У него уже испортились отношения с Наташей хуже некуда. Ну, ладно, это, допустим, потеря не самая великая. А вот то, что он совсем утратил контроль над собой – тут впору бить тревогу и срочно, срочно принимать контрмеры.
Взять вчерашнее. Когда Алина сообщила, что «эта новенькая» сначала опоздала с обеда, потом устроила скандал и драку с Лизой прямо на рабочем месте, как же его это взбесило! Он, конечно, знал, что Поля отнюдь не великосветская леди, что от такой куртуазных манер ждать глупо, но скандал! На работе! Это просто в голове не укладывалось. Даже от неё такого срама он не ожидал. Его аж замутило от нахлынувшей брезгливости. Ну и от злости, конечно. Хотелось тряхнуть её как следует и прямо немедленно вышвырнуть прочь. Но сдержался, дал себе несколько минут, чтобы немного остыть.
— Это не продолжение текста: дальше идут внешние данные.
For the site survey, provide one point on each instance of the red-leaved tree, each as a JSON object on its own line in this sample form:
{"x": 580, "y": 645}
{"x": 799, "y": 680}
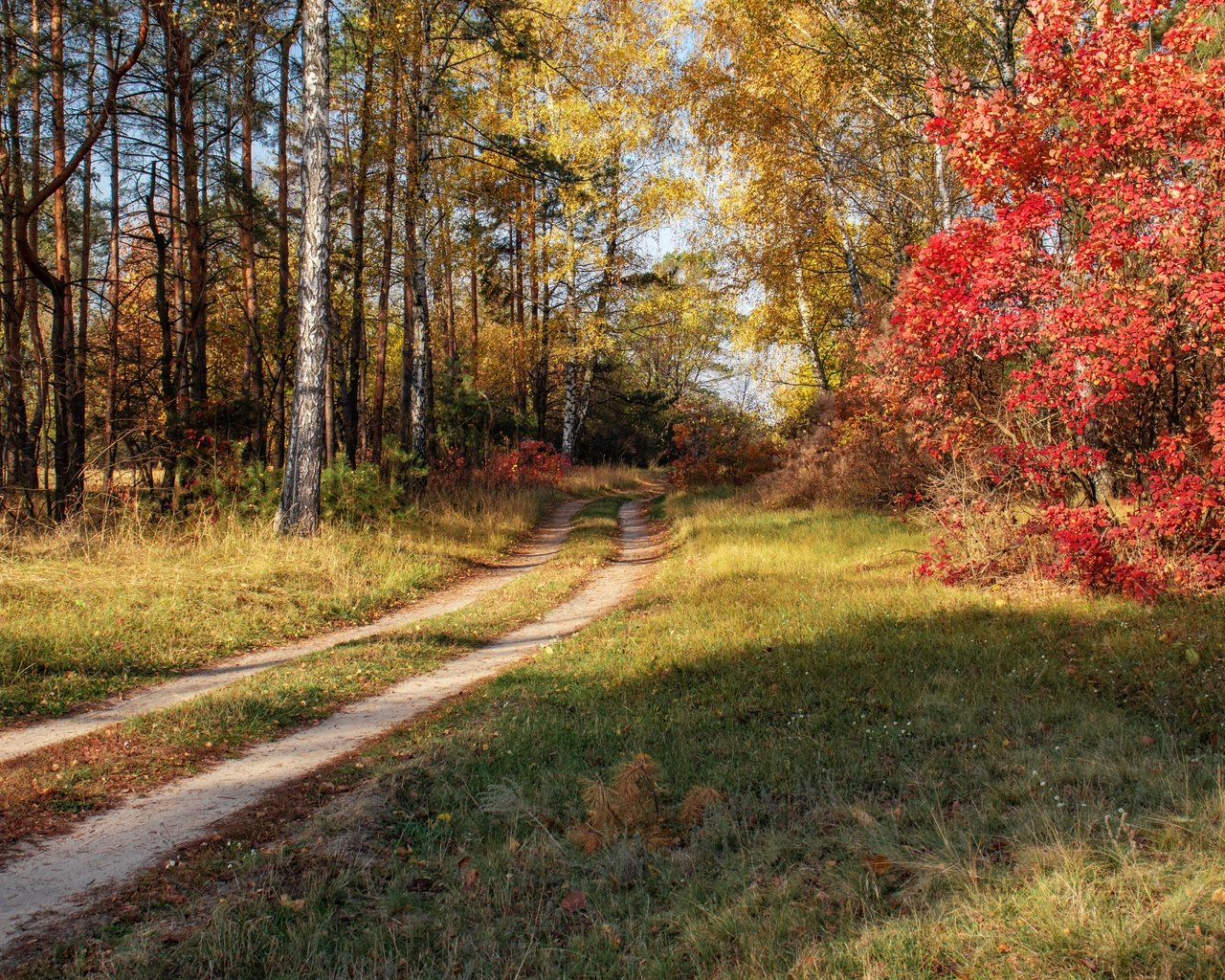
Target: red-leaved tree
{"x": 1066, "y": 345}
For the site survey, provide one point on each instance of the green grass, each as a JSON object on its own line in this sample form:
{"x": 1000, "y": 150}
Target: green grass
{"x": 86, "y": 613}
{"x": 93, "y": 770}
{"x": 915, "y": 782}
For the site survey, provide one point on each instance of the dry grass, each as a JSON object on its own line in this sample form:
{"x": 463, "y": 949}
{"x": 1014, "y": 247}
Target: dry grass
{"x": 910, "y": 782}
{"x": 93, "y": 609}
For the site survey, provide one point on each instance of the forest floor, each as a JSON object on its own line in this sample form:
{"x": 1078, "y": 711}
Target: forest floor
{"x": 788, "y": 756}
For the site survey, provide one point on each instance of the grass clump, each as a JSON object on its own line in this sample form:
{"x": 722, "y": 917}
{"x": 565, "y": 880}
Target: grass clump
{"x": 906, "y": 782}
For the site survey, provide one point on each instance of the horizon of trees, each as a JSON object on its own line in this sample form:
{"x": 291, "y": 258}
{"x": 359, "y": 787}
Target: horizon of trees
{"x": 495, "y": 171}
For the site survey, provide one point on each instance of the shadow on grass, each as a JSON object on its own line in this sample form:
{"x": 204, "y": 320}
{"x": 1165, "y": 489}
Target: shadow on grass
{"x": 966, "y": 791}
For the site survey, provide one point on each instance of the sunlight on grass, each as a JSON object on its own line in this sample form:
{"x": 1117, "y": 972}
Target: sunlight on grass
{"x": 88, "y": 612}
{"x": 913, "y": 782}
{"x": 92, "y": 772}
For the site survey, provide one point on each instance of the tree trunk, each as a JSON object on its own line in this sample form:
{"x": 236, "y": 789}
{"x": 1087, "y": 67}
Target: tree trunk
{"x": 475, "y": 298}
{"x": 193, "y": 230}
{"x": 301, "y": 493}
{"x": 69, "y": 450}
{"x": 23, "y": 466}
{"x": 246, "y": 245}
{"x": 282, "y": 338}
{"x": 380, "y": 394}
{"x": 352, "y": 377}
{"x": 109, "y": 436}
{"x": 416, "y": 342}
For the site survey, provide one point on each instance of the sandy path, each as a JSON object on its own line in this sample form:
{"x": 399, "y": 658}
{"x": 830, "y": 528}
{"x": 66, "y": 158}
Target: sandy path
{"x": 56, "y": 880}
{"x": 536, "y": 551}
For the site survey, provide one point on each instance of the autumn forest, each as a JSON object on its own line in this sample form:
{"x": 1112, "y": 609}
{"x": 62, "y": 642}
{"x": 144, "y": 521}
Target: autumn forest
{"x": 612, "y": 489}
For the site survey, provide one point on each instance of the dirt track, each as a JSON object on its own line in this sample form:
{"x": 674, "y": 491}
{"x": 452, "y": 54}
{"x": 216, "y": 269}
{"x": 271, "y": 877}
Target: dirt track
{"x": 534, "y": 552}
{"x": 61, "y": 878}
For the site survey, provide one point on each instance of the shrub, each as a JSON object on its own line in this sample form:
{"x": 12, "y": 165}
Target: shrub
{"x": 714, "y": 444}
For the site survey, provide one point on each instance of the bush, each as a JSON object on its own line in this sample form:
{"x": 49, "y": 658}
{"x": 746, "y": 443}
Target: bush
{"x": 856, "y": 455}
{"x": 714, "y": 444}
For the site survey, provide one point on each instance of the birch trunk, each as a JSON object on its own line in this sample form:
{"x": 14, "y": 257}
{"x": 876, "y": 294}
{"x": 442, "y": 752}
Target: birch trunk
{"x": 301, "y": 493}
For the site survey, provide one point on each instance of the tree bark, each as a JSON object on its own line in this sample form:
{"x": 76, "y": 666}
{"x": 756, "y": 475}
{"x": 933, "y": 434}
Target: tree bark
{"x": 357, "y": 354}
{"x": 380, "y": 394}
{"x": 246, "y": 245}
{"x": 282, "y": 329}
{"x": 299, "y": 511}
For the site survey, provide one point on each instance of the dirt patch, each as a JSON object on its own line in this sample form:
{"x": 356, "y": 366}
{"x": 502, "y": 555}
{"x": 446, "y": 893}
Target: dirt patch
{"x": 536, "y": 551}
{"x": 60, "y": 879}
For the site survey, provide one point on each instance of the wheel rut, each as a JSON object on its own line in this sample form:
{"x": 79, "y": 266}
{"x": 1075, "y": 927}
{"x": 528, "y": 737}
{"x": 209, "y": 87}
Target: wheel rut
{"x": 64, "y": 876}
{"x": 532, "y": 554}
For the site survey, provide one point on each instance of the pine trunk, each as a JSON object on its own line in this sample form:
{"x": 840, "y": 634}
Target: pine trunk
{"x": 301, "y": 493}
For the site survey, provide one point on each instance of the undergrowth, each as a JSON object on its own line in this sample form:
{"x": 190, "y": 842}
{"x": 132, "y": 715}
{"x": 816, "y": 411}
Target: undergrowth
{"x": 897, "y": 779}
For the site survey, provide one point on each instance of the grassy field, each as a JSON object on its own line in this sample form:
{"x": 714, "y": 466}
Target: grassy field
{"x": 42, "y": 792}
{"x": 789, "y": 758}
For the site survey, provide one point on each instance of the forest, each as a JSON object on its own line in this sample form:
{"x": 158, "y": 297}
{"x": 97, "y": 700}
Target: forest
{"x": 612, "y": 488}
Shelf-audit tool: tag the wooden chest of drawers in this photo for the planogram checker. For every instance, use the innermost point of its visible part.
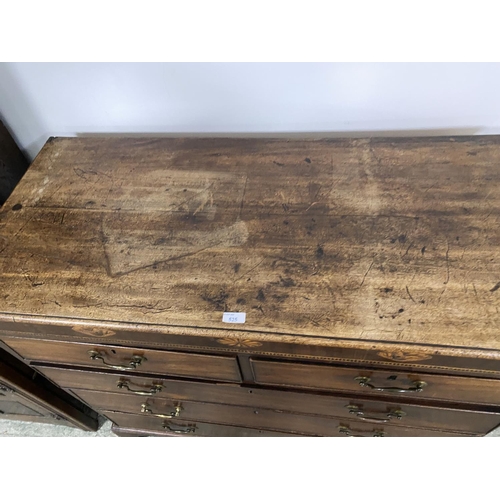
(219, 287)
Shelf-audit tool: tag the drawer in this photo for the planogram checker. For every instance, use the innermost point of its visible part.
(393, 383)
(142, 425)
(128, 359)
(358, 408)
(252, 417)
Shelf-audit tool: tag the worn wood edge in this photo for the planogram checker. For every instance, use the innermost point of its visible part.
(31, 391)
(256, 336)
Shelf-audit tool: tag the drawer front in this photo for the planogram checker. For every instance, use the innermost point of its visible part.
(156, 426)
(363, 410)
(375, 382)
(252, 417)
(128, 359)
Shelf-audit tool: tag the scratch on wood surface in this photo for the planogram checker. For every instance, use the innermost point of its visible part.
(409, 294)
(366, 274)
(243, 196)
(408, 249)
(447, 263)
(249, 271)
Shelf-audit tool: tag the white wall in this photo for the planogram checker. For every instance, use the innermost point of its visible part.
(39, 100)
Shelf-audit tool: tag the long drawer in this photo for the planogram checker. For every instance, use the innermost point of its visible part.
(143, 425)
(363, 381)
(128, 359)
(251, 417)
(358, 408)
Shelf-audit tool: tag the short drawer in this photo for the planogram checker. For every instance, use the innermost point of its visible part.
(143, 425)
(358, 408)
(376, 382)
(250, 417)
(128, 359)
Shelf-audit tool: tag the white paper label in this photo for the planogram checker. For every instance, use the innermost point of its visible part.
(234, 317)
Затем понял – как бы гадко всё это ни выглядело, оно даже к лучшему. Теперь он сможет избавиться от неё со спокойной совестью и предлогов никаких не нужно. И от наваждения этого дикого заодно избавится. А потом увидел Полину, плечо её голое, так неожиданно выглянувшее из разорванного рукава, и в ту же секунду как рассудком помутился. Почему, чёрт возьми? Откуда такая реакция? Что он женских плеч не видел? В том-то и беда, что с другими женщинами даже откровенная нагота на него так не действовала. А тут глаз не мог отвести, до одури хотел коснуться её кожи, да не просто коснуться – вдруг безудержно захотелось разорвать всю блузку, а потом… От этого «потом» даже сейчас, спустя сутки бросало в жар. И то, что вчера рядом топталась Лиза, вообще никак не расхолаживало. Не опомнился, пока сам вдруг не ужаснулся силе, остроте и неуместности этого желания. Сжал кулаки, отошёл к окну, отослал обеих.
Это ведь ненормально. Даже тогда, в лагере он так с ума не сходил. Если не считать один короткий миг на складе. И теперь сам себе становился до отвращения неприятен от того, что впадал в зависимость от такой вульгарной, беспринципной и дешёвой девки. Что будучи снобом даже в мелочах, брезгливым и не к таким вещам, вожделел её, как никогда и никого. И ни вид её, ни поведение непотребное не могло охладить этот пыл. Разве так бывает, спрашивал сам себя, презирать женщину, ненавидеть её и при этом безумно желать?
«Надо от неё избавиться и срочно», – снова повторил Ремир про себя. Вот он и освободится от этого проклятого наваждения.
– Всё равно сегодня ничего не решишь, – прервал Макс его мысли.
– Что? – не понял он.
– Говорю, поедем, развеешься. Нельзя же всё время только о работе думать.
– Да не хочу я праздновать. Настроения нет. Поздравлю сейчас сотрудников по громкой связи и домой поеду. С Наташей помирюсь, может, сходим куда-нибудь…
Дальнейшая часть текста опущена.